January 1 is an auspicous day for most of America. It holds absolutely no significance for a Jew, whose year begins on Rosh Hashana. However, since much of the world is looking back and reflecting on a year gone by, we may as well take the opportunity to do some introspection as well. (No time is the wrong time for some serious contemplation.)
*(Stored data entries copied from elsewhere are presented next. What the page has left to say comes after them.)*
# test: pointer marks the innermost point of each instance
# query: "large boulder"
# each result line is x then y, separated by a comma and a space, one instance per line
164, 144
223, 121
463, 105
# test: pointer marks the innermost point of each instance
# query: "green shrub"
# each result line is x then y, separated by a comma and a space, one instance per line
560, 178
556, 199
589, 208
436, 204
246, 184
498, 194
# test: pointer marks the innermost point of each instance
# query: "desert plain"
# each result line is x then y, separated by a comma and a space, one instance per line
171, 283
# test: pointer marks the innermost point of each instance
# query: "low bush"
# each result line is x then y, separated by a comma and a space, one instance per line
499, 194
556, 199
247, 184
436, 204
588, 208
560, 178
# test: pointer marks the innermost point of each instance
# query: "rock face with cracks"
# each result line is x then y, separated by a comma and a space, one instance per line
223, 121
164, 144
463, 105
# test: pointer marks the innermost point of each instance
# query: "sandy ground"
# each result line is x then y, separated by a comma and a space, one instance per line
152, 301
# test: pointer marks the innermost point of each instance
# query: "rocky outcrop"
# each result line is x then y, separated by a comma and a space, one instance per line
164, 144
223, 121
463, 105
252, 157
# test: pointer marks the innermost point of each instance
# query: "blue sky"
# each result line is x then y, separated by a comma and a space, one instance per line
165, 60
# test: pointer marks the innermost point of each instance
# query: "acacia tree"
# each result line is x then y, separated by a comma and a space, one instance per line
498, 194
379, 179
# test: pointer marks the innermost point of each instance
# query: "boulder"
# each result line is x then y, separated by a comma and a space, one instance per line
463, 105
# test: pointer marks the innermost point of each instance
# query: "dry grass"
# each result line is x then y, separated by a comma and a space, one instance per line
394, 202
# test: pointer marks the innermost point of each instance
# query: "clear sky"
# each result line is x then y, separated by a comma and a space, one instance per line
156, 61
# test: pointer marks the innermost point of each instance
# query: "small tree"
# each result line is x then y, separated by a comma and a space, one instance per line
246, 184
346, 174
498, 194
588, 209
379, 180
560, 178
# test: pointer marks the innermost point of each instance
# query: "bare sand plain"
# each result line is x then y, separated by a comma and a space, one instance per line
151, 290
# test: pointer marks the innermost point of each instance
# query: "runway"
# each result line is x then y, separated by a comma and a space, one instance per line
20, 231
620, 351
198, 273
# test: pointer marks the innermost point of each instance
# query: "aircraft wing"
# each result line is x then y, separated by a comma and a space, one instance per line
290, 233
Though 2011 had its moments of joy and triumph, much of what comes to mind about the past year is tragic. There were numerous deaths of prominent rabbis, leaders and heads of yeshivas, including (in random order) Rabbi Nosson Tzvi Finkel of the Mir Yeshiva in Jerusalem, Rabbi Dov Schwartzman of Yeshiva Bais HaTalmud in Jerusalem, Rabbi Chaim Stein of Telz Yeshiva in Cleveland, Ohio and Rebbetzin Batsheva Kanievsky, who counseled thousands of woman from her home in Bnei Brak, Israel. There were a number of tragedies involving the deaths of children and teenagers, such as the two young students who were killed in a car accident on their way back to their yeshiva in Waterbury, Connecticut. There was Hurricane Irene, which did less damage than predicted but still claimed lives and property damages. There was of course the shocking murder of Leiby Kletzky of Boro Park, New York in the summer. Israel witnessed more than a couple of terrorists attacks, including the Itamar massacre which left three children mourning their parents and siblings. America had its fair share of anti-Semitic incidents as well.
The list goes on, but one thing is clear: it’s been a rough year for the Jewish people. Even the joyous event of the long-awaited release of Gilad Shalit was marred by the knowledge that hundreds of terrorists were released in exchange.
So what do we do about it? How do we respond to a year filled with one tragedy after another?
One thing is certain: we cannot shrug it off as just another year. We have to search for the meaning, for the message that G-d is sending. Because He is definitely sending us a message.
Each individual has to find their own answer to the question. How can I improve? What can I do to show G-d that I’m listening?
There is no one-size-fits-all answer. Everyone has room for improvement and (with the guidance of a qualified rabbi if need be) should come up with some “New Year’s Resolutions” that speak to their own situation, personality and character.
What do we do about it? I don’t know, but do something. Now. So that 2012 will be a happier year for all of the Jewish people.